LinkedIn has confirmed that at least some of the 6.5 million encrypted passwords leaked to the Web are from active LinkedIn users. The update follows this morning’s news that a cache of passwords purportedly from LinkedIn users had appeared earlier this week on a Russian hacker website.
On the company blog, LinkedIn Director Vicente Silveira writes:
We can confirm that some of the passwords that were compromised correspond to LinkedIn accounts. We are continuing to investigate this situation and here is what we are pursuing as far as next steps for the compromised accounts:
1. Members that have accounts associated with the compromised passwords will notice that their LinkedIn account password is no longer valid.
2. These members will also receive an email from LinkedIn with instructions on how to reset their passwords. There will not be any links in these emails. For security reasons, you should never change your password on any website by following a link in an email.
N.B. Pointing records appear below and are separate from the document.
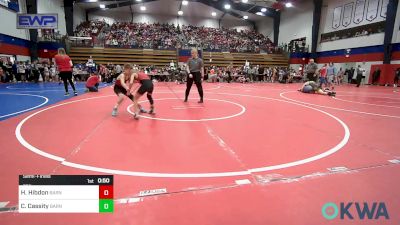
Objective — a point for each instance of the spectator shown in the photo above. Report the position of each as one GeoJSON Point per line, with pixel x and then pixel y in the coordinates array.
{"type": "Point", "coordinates": [92, 84]}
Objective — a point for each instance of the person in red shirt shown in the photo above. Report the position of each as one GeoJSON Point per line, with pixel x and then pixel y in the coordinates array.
{"type": "Point", "coordinates": [92, 83]}
{"type": "Point", "coordinates": [64, 65]}
{"type": "Point", "coordinates": [322, 77]}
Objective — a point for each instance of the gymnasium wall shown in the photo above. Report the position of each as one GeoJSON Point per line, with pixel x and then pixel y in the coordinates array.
{"type": "Point", "coordinates": [14, 41]}
{"type": "Point", "coordinates": [296, 22]}
{"type": "Point", "coordinates": [266, 27]}
{"type": "Point", "coordinates": [115, 15]}
{"type": "Point", "coordinates": [356, 18]}
{"type": "Point", "coordinates": [54, 6]}
{"type": "Point", "coordinates": [8, 22]}
{"type": "Point", "coordinates": [79, 15]}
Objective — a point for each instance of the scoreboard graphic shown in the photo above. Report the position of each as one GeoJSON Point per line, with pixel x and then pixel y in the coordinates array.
{"type": "Point", "coordinates": [66, 194]}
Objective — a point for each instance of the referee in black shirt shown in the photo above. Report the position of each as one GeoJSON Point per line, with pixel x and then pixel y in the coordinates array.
{"type": "Point", "coordinates": [195, 69]}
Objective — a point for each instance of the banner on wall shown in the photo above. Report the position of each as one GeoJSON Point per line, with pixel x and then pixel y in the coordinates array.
{"type": "Point", "coordinates": [337, 15]}
{"type": "Point", "coordinates": [347, 12]}
{"type": "Point", "coordinates": [37, 21]}
{"type": "Point", "coordinates": [384, 8]}
{"type": "Point", "coordinates": [359, 11]}
{"type": "Point", "coordinates": [372, 9]}
{"type": "Point", "coordinates": [10, 4]}
{"type": "Point", "coordinates": [4, 3]}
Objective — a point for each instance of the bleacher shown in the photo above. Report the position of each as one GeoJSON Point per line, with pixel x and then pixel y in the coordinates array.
{"type": "Point", "coordinates": [239, 59]}
{"type": "Point", "coordinates": [144, 57]}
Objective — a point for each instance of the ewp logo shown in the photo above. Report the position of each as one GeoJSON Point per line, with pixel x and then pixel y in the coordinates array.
{"type": "Point", "coordinates": [37, 21]}
{"type": "Point", "coordinates": [330, 210]}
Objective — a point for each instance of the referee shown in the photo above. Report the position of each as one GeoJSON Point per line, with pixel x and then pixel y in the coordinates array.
{"type": "Point", "coordinates": [195, 70]}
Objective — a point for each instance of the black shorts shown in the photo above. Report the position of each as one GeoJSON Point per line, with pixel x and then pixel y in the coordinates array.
{"type": "Point", "coordinates": [66, 75]}
{"type": "Point", "coordinates": [147, 86]}
{"type": "Point", "coordinates": [196, 77]}
{"type": "Point", "coordinates": [119, 89]}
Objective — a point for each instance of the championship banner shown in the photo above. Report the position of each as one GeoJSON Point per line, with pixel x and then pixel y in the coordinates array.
{"type": "Point", "coordinates": [359, 11]}
{"type": "Point", "coordinates": [37, 21]}
{"type": "Point", "coordinates": [347, 12]}
{"type": "Point", "coordinates": [372, 9]}
{"type": "Point", "coordinates": [4, 3]}
{"type": "Point", "coordinates": [337, 15]}
{"type": "Point", "coordinates": [384, 8]}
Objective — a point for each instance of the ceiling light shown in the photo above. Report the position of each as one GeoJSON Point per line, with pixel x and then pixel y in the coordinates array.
{"type": "Point", "coordinates": [288, 4]}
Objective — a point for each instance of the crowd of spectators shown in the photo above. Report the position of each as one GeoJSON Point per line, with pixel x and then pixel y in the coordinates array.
{"type": "Point", "coordinates": [169, 36]}
{"type": "Point", "coordinates": [89, 28]}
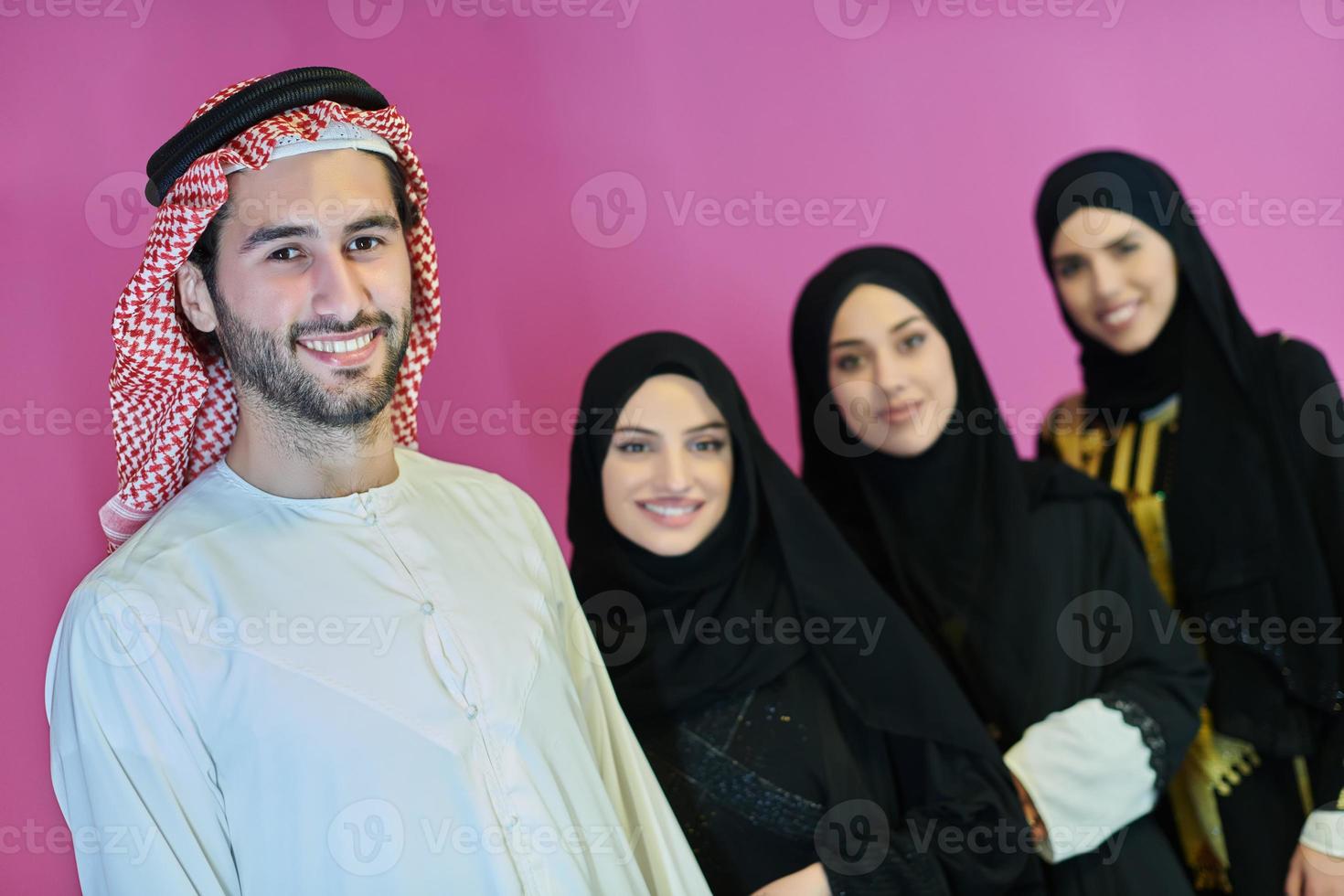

3. These affected members will receive a second email from our Customer Support team providing a bit more context on this situation and why they are being asked to change their passwords.
It is worth noting that the affected members who update their passwords and members whose passwords have not been compromised benefit from the enhanced security we just recently put in place, which includes hashing and salting of our current password databases.
“We sincerely apologize for the inconvenience this has caused our members. We take the security of our members very seriously,” adds Silveira.